Per Capita: One step forward, two steps back … or is it the other way around?
The prior column was about pieces of the puzzle, how if we raise our gaze from our own circumstance with heat, drought, flood, whatever and take in the growing ubiquity of these extreme events around the planet, we will see a picture that requires us to act forcibly to protect the future.
This column is another way of looking at the same jigsaw-puzzle analogy. Instead of extreme weather events, the pieces are unrelated examples of efforts and facts, some positive, some negative that form a more complex picture that embodies both optimism and pessimism for the future.
Here we go.
A snippet from a recent National Geographic included the statement that, “About a million plastic beverage bottles are sold every minute around the planet.”
A report published on UTILITY DIVE cited an update from the Rocky Mountain Institute and World Resources Institute in their Local Government Renewables Action Tracker, that stated, “Ninety-five local governments across 33 states procured 3,683 megawatts of new renewable energy generation capacity in 2020 through 143 deals, the largest amount of capacity ever added in one year”.
Also from the UTILITY DIVE, “The Wyoming legislature has sent a trio of bills to the governor that, pending approval, aim to prolong the use of coal-fired generation by requiring an expanded economic analysis of any proposed coal plant closures and creating a $1.2 million fund to litigate coal related legislation in other states.” More: “Wyoming joins four other states — Indiana, Montana, North Dakota, and West Virginia — that have passed or are pursuing legislation that seeks to prevent the closure of coal-fired power plants in some way”.
More from UTILITY DIVE:”A District Court judge dismissed a lawsuit last week challenging the city of Berkeley, California’s 2019 ban on natural gas infrastructure in new low-rise residential construction, a decision that some observers say could inspire more cities to follow with their own restrictions. And in that vein, a New York Times article reported that, “California regulators voted Wednesday to require builders to include solar power and battery storage in many new commercial structures as well in high-rise residential projects”.
The news source Grist issued a bad new, worse bad news article reporting that the National Aeronautics and Space Administration ranked 2020 as the hottest year on record. Other organizations tracking temperature ranked it second, after 2006, and one said it was a tie. So it was a close call. But for context, Grist reports, “for 44 years in a row now the globe has been hotter than the 20th century average” and “The world’s hottest seven years on record have all taken place since 2014”. NASA also reported that, July 2021 was Earth’s hottest month on record.”
CarbonBrief, a daily briefing on all things related to climate and energy, reported in an article entitled “Investment industry at ‘tipping point,’ as $43tn in funds commit to net-zero” that, “Almost half the world’s assets under management have now pledged to meet climate goals after an array of big investors signed up to the Net-Zero Asset Managers initiative”. Adding a bit of a “however” to this good news, it was also noted that very few asset managers actually have “robust policies around issues such as phasing out of coal.”

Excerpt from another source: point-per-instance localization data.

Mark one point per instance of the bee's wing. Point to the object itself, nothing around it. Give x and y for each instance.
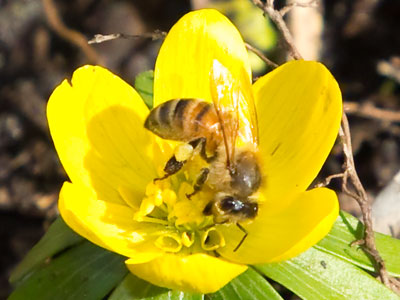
(248, 129)
(234, 104)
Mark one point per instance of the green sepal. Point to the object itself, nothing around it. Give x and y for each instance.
(249, 285)
(85, 271)
(348, 229)
(144, 86)
(135, 288)
(57, 238)
(317, 275)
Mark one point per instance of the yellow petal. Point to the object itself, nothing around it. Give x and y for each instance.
(185, 59)
(276, 236)
(107, 224)
(96, 123)
(199, 273)
(299, 108)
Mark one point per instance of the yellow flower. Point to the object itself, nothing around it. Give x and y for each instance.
(96, 122)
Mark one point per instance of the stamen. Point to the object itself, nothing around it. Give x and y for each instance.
(154, 220)
(169, 242)
(212, 239)
(187, 239)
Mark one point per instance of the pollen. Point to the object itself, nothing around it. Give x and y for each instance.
(184, 227)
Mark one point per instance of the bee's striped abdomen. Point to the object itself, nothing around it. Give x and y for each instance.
(183, 120)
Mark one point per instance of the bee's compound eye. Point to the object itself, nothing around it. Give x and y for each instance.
(207, 211)
(252, 210)
(231, 204)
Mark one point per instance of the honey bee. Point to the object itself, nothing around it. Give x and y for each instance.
(226, 133)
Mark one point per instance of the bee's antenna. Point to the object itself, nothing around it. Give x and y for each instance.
(243, 238)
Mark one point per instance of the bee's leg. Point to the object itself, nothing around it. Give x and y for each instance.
(201, 142)
(199, 182)
(243, 238)
(171, 167)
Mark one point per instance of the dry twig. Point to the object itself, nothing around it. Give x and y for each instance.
(101, 38)
(283, 11)
(370, 111)
(73, 36)
(349, 176)
(261, 55)
(360, 195)
(277, 18)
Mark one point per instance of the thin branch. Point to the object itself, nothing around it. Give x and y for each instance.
(349, 176)
(70, 35)
(261, 55)
(283, 11)
(276, 17)
(361, 197)
(101, 38)
(328, 179)
(369, 111)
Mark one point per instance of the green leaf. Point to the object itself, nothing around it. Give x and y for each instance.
(58, 237)
(134, 288)
(144, 86)
(83, 272)
(321, 276)
(348, 229)
(249, 285)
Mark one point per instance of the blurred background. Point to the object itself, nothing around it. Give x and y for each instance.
(44, 41)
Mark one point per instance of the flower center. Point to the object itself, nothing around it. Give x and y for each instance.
(185, 228)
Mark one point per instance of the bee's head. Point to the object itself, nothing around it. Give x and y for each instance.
(232, 207)
(246, 177)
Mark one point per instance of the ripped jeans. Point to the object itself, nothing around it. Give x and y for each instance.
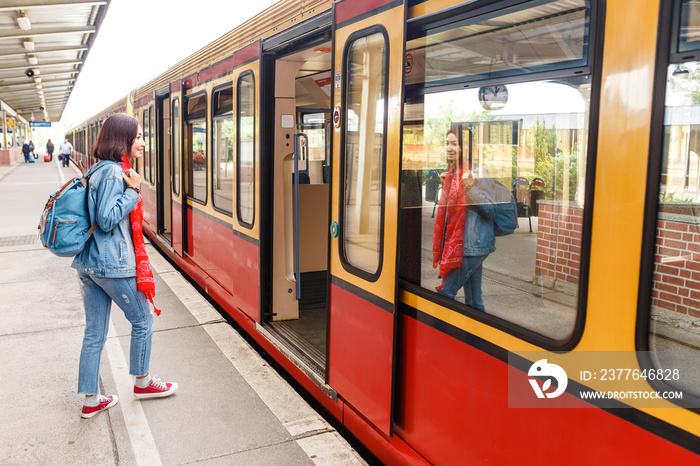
(98, 294)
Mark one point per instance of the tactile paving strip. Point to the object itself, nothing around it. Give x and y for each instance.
(18, 240)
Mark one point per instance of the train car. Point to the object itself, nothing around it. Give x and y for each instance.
(298, 170)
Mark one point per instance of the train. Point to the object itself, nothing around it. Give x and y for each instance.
(294, 170)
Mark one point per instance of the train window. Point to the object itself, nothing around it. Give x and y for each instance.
(196, 147)
(147, 146)
(177, 138)
(222, 141)
(245, 150)
(689, 25)
(467, 152)
(674, 339)
(152, 143)
(364, 142)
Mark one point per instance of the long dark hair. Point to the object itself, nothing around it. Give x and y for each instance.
(116, 137)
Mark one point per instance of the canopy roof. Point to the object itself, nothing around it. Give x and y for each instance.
(43, 45)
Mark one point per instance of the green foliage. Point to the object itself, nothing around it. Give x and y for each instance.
(550, 166)
(543, 145)
(689, 85)
(546, 171)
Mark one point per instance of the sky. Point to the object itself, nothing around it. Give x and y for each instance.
(140, 39)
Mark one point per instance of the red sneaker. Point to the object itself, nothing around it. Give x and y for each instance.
(104, 404)
(155, 389)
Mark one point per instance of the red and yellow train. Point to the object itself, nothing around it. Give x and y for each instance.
(292, 169)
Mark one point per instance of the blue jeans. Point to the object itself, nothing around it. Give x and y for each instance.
(469, 277)
(98, 294)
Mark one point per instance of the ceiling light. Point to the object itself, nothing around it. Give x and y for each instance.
(23, 21)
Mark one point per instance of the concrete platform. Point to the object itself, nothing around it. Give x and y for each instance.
(231, 407)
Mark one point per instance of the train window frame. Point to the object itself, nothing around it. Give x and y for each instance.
(176, 123)
(681, 49)
(214, 162)
(347, 265)
(592, 67)
(152, 142)
(668, 54)
(237, 155)
(188, 162)
(474, 12)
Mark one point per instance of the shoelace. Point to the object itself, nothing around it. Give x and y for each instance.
(157, 383)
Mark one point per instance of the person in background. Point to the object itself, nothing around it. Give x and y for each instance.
(49, 149)
(26, 150)
(64, 151)
(114, 265)
(463, 236)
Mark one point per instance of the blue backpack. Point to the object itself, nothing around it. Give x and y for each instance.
(505, 213)
(65, 228)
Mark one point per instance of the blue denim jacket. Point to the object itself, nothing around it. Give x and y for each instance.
(110, 250)
(479, 238)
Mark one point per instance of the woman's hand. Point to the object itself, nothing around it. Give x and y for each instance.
(131, 178)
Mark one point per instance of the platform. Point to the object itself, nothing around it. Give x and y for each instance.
(231, 408)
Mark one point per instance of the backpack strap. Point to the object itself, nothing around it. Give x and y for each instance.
(85, 181)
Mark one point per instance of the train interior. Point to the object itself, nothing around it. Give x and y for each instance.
(300, 261)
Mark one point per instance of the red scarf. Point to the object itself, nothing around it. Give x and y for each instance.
(144, 276)
(448, 235)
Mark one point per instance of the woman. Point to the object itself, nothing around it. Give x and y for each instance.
(49, 149)
(114, 265)
(26, 150)
(463, 236)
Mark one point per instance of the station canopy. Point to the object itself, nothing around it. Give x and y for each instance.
(43, 45)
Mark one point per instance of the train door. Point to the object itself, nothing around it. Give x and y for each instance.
(164, 177)
(368, 71)
(178, 203)
(299, 275)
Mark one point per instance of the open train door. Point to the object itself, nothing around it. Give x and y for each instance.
(368, 85)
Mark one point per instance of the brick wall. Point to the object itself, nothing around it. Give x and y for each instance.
(677, 264)
(558, 260)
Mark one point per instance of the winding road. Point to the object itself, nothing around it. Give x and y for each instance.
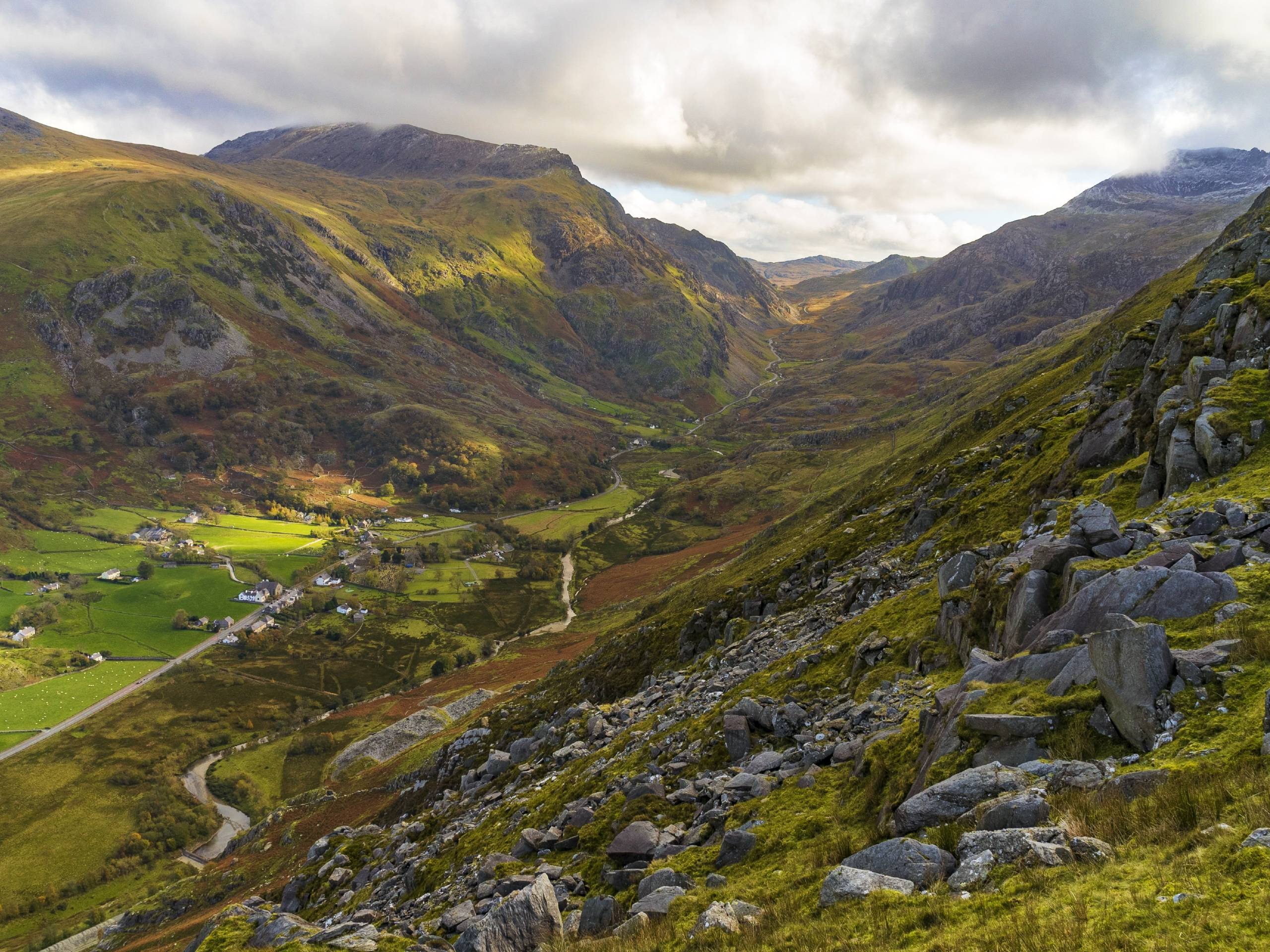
(776, 377)
(124, 692)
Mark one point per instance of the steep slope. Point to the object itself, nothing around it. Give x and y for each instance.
(836, 285)
(784, 273)
(836, 733)
(214, 316)
(1005, 289)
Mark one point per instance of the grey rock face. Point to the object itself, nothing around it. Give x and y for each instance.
(526, 921)
(1023, 812)
(1133, 667)
(1009, 752)
(973, 870)
(665, 876)
(600, 914)
(736, 847)
(657, 903)
(736, 737)
(956, 573)
(847, 883)
(949, 799)
(1009, 844)
(1009, 725)
(921, 864)
(636, 842)
(1029, 603)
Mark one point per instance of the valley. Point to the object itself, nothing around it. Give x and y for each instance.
(402, 547)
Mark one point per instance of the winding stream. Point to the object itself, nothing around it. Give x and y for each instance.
(235, 821)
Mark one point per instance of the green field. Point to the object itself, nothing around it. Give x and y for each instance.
(55, 700)
(451, 581)
(136, 619)
(67, 552)
(574, 517)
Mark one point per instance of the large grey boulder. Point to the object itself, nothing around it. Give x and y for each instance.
(1009, 725)
(1133, 665)
(600, 914)
(657, 903)
(956, 573)
(1029, 603)
(736, 846)
(1095, 524)
(847, 883)
(1139, 592)
(524, 922)
(921, 864)
(636, 842)
(949, 799)
(1009, 844)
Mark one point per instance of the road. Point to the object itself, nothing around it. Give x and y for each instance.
(124, 692)
(774, 379)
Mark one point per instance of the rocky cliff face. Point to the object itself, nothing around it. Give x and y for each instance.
(1008, 287)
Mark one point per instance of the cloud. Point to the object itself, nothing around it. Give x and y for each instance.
(878, 119)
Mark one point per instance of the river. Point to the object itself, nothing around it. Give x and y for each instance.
(235, 821)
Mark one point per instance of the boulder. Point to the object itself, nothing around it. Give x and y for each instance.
(1029, 603)
(1024, 812)
(636, 842)
(736, 737)
(666, 876)
(736, 846)
(1009, 844)
(956, 573)
(727, 917)
(600, 914)
(524, 922)
(849, 883)
(1133, 665)
(973, 870)
(1009, 752)
(921, 864)
(949, 799)
(1095, 524)
(1003, 725)
(657, 903)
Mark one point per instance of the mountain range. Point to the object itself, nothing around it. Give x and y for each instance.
(620, 598)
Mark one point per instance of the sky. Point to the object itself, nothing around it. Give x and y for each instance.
(854, 128)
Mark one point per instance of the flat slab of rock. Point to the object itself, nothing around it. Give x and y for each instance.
(1009, 725)
(1133, 665)
(526, 921)
(921, 864)
(847, 883)
(949, 799)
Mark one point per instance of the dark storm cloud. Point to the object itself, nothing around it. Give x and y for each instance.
(879, 114)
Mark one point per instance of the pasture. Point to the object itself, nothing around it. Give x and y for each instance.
(48, 702)
(573, 518)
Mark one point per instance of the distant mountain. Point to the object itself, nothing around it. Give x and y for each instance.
(887, 270)
(391, 153)
(359, 295)
(783, 273)
(1008, 287)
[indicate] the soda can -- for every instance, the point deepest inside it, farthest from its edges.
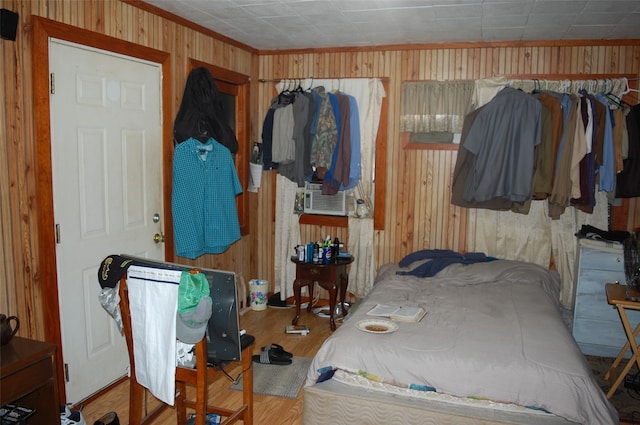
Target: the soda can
(326, 255)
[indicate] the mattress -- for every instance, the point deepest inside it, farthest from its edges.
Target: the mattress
(493, 331)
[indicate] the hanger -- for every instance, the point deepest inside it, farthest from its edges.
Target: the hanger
(628, 89)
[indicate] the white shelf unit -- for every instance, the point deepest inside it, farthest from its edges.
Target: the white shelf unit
(596, 324)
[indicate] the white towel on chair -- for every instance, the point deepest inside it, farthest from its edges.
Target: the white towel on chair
(153, 301)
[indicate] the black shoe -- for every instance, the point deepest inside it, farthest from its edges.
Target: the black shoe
(110, 418)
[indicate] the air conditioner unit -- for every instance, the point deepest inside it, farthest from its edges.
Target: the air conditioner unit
(317, 203)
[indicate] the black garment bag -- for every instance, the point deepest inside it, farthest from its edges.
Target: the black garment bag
(200, 115)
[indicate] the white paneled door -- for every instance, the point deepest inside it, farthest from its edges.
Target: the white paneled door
(106, 139)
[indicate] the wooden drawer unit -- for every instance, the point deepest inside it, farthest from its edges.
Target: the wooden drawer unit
(28, 378)
(596, 324)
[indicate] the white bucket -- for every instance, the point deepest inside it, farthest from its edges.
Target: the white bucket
(255, 177)
(259, 290)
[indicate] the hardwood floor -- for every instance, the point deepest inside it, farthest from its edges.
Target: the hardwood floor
(268, 327)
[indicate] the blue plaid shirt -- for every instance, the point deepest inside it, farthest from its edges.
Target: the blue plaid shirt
(205, 186)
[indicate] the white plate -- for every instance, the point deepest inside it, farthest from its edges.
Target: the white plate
(377, 326)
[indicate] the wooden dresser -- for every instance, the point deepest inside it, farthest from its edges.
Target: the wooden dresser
(28, 378)
(596, 324)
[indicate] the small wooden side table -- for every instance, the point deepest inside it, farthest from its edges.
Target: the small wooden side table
(28, 378)
(332, 277)
(617, 296)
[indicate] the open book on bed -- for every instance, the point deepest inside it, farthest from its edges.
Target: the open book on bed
(399, 313)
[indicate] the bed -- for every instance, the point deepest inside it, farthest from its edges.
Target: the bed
(493, 348)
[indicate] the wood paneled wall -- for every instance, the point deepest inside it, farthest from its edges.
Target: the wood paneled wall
(418, 214)
(22, 282)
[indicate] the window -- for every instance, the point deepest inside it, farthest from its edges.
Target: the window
(432, 112)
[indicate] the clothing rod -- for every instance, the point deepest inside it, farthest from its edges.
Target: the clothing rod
(263, 80)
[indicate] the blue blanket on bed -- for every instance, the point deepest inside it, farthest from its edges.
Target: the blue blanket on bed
(440, 258)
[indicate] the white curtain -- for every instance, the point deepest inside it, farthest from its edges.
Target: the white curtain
(368, 93)
(287, 236)
(435, 106)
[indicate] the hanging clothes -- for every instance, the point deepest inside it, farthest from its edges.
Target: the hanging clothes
(205, 186)
(503, 139)
(628, 180)
(201, 115)
(326, 133)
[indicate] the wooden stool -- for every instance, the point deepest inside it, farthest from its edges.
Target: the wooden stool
(332, 276)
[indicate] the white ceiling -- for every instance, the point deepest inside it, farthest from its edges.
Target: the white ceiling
(303, 24)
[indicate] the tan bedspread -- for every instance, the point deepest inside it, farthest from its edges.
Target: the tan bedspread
(493, 330)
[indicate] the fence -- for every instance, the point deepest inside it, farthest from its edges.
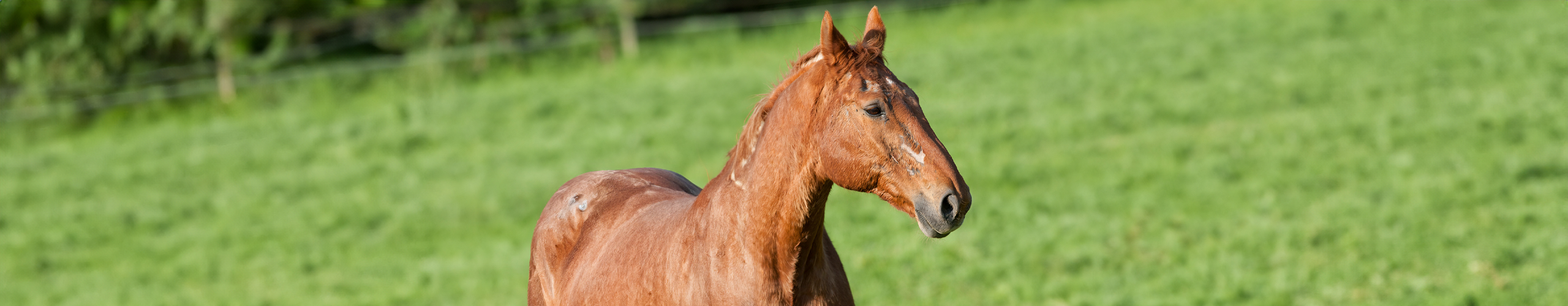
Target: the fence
(197, 79)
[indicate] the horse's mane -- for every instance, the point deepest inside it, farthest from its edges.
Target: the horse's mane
(858, 60)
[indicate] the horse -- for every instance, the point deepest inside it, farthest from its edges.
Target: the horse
(755, 236)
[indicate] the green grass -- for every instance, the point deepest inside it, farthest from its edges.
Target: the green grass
(1120, 153)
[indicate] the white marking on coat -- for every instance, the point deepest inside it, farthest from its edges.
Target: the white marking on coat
(918, 156)
(813, 60)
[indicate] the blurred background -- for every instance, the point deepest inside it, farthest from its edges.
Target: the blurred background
(1120, 151)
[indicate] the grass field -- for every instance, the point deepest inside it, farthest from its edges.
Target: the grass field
(1120, 153)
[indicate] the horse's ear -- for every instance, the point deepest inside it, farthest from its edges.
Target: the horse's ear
(875, 35)
(833, 45)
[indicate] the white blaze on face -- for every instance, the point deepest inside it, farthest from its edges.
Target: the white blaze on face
(918, 156)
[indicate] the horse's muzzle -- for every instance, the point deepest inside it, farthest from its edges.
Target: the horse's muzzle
(938, 214)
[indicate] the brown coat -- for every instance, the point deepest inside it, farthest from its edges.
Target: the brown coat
(755, 236)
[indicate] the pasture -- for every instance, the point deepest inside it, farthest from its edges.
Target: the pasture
(1120, 153)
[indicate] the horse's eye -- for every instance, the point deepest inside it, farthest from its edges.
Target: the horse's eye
(874, 110)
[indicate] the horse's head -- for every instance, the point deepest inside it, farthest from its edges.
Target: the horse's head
(874, 137)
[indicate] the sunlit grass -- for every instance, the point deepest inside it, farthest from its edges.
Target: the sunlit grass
(1120, 153)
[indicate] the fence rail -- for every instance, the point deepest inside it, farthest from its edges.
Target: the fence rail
(197, 79)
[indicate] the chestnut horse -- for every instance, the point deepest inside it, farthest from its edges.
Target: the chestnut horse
(755, 236)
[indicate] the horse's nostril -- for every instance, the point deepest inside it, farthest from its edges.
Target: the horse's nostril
(949, 207)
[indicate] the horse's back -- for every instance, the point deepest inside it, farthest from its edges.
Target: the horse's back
(598, 206)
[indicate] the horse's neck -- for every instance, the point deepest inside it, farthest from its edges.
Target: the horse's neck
(769, 206)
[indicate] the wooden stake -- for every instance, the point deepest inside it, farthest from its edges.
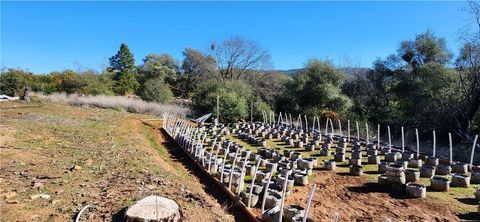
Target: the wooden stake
(366, 127)
(378, 134)
(403, 141)
(418, 144)
(253, 182)
(348, 129)
(310, 196)
(473, 150)
(283, 194)
(358, 131)
(450, 147)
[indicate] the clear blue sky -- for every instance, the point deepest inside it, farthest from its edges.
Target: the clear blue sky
(47, 36)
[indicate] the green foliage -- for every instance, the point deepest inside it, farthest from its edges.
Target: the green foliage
(156, 90)
(316, 89)
(234, 99)
(13, 81)
(123, 66)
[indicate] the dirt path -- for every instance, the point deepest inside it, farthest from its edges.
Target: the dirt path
(357, 200)
(103, 158)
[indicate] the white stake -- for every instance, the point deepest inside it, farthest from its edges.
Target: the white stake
(253, 182)
(389, 137)
(358, 131)
(450, 148)
(310, 196)
(283, 195)
(403, 141)
(418, 144)
(473, 150)
(378, 134)
(348, 129)
(340, 128)
(326, 127)
(265, 190)
(366, 127)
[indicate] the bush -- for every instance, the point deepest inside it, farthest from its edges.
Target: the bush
(156, 90)
(13, 81)
(234, 98)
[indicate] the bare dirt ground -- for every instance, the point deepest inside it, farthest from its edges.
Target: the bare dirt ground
(87, 156)
(357, 200)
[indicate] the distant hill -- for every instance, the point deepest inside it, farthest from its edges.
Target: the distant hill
(348, 70)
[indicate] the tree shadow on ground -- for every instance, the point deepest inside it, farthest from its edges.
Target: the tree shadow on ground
(210, 186)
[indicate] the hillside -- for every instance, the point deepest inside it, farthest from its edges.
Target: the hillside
(88, 156)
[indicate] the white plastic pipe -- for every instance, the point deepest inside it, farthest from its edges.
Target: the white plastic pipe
(253, 182)
(358, 131)
(389, 137)
(348, 129)
(418, 144)
(340, 128)
(378, 135)
(403, 141)
(284, 190)
(450, 147)
(434, 144)
(309, 201)
(473, 150)
(366, 127)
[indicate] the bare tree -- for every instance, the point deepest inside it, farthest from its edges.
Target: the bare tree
(468, 67)
(237, 57)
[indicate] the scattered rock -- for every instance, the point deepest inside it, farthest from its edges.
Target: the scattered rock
(43, 196)
(75, 168)
(54, 202)
(38, 185)
(10, 195)
(154, 209)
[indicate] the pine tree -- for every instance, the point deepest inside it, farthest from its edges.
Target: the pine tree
(125, 73)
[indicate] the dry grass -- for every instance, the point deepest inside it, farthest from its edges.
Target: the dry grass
(132, 105)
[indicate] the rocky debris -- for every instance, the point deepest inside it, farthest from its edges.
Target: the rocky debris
(154, 209)
(43, 196)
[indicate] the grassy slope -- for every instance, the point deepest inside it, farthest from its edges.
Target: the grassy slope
(120, 160)
(460, 200)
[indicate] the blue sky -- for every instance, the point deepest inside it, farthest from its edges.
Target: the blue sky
(48, 36)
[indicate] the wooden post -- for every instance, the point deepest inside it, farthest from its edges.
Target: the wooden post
(450, 147)
(418, 144)
(251, 110)
(310, 196)
(366, 127)
(218, 107)
(348, 129)
(284, 190)
(232, 170)
(473, 150)
(224, 160)
(265, 190)
(389, 138)
(358, 131)
(403, 141)
(326, 127)
(253, 182)
(340, 128)
(378, 134)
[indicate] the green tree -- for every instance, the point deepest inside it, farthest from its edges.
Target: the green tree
(123, 66)
(13, 81)
(156, 90)
(316, 89)
(234, 96)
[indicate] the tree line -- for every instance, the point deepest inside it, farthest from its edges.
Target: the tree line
(421, 85)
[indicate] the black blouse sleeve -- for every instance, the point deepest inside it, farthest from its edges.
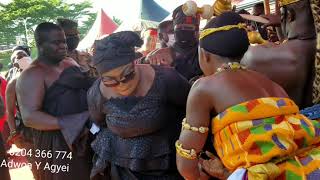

Again, in a seemingly good news story with a tinge of not so good, Grist also reported that the shipping giant Maersk announced it would operate a “carbon neutral” vessel (think one of those huge container ship like the one that got stuck in the Suez Canal) by 2023 using a fuel that is “made from renewable sources, is free of soot-forming pollutants”, and this is the not so good part, “is currently in scarce supply.”
The fuel, methanol, is currently being used in “about a dozen” chemical tankers but is itself derived from coal or natural gas. Maersk’s plan is to use Bio-Methanol (made from biomass or from biogas from landfills or sewage) or E-methanol produced by combining hydrogen produced by using renewable electricity to split water molecules, with carbon dioxide from exhaust from power plants. It may be a bit ambitious to think this will all be technically possible at a scale to make it economically viable by 2023.
The headline in the New York Times reported that the “Pacific Is Now Open for Wind Farms.” Apparently the U.S. Navy has abandoned its opposition and two areas, one of nearly 400 square miles in Morro Bay and the other off the north coast near Humboldt. Together, the two sites could produce enough electricity for an estimated 1.6 million homes. This decision was just made; no leases have as yet been signed. This announcement comes on the heels of approval for an off-shore wind farm off the coast of Massachusetts, with about a dozen other proposals for the East Coast currently under review.
So, you decide; are we taking one step forward and two steps back, or is it the other way around?